I found McWhorter's prose a delight to read. The blurb from the New Yorker review on the back cover refers to his "intelligent breeziness" - surely a compliment we can all aspire to. McWhorter also does a fine job of deploying pop culture references. I laughed aloud on numerous occasions.

Finally, the most astounding thing about this book in this age of polarization and cancel culture is McWhorter's generosity of spirit. He assumes his reader is intelligent, reasonable, interested in learning and, perhaps, in being persuaded to change their mind, and proceeds accordingly. Amazing.

Highly recommended.

I ordered this from the soon-to-reopen-for-browsing Seminary Co-op Bookstore. You can too.

Sunday, June 6, 2021

Nostalgic for 2020?

I'm not nostalgic for 2020. Probably you, dear reader, are not either. But the Apple Store seems to think its customers are, as not only is the one near us still demanding masks and distancing for all, even those long past their second shot, but our staff person made a big show of taking out little wipes and sterilizing my daughter's iphone before he would look at it. Really? Really? 

Thursday, June 3, 2021

Book: The Lost Books of Jane Austen, by Janine Barchas

Barchas, Janine. 2019. The Lost Books of Jane Austen. Johns Hopkins University Press.

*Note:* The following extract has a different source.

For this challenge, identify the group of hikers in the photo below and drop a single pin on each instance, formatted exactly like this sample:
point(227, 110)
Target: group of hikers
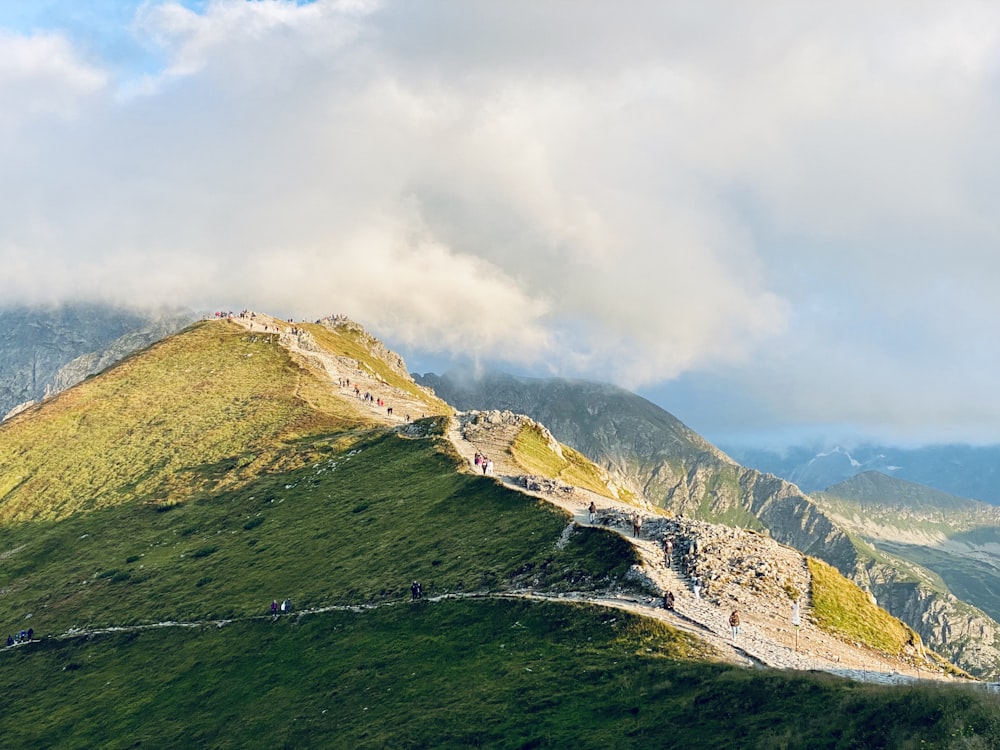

The title suggests the discovery of heretofore undiscovered Jane Austen manuscripts, but, alas, such is not the case. Instead, the author, an English professor at the University of Texas, concerns herself with lost editions of Jane Austen's familiar books. The missing editions are the cheap ones, which academic bibliographers often ignore in their lists. Barchas finds these cheap editions interesting because of what they tell, via their covers, their prices, and their marketing, about who was reading Jane Austen over time and across space, and about how they were thinking of her as an author. Along the way, the reader learns a great deal about how publishing worked in the 1800s and early 1900s. I had no idea, for example, that a given set of typeset plates might be used to create multiple editions of a book by different publishers over a period of decades. The reader also learns some fun bits of cultural history, including about book prizes, the Pleasant Sunday Afternoon Society, and obsessive Janeites. Finally, this is a physically beautiful book from the Johns Hopkins University Press, chock full of full-color illustrations of Jane Austen book covers.

Recommended for those of a bookish turn.

Book page at JHU Press.

Mask etiquette memories

 

Yesterday was "mask freedom day" in Dane County and on campus at UW-Madison and most of the mask-related signs had already been taken down by the time I got in to work. But this one remained for me to claim as a COVID memento.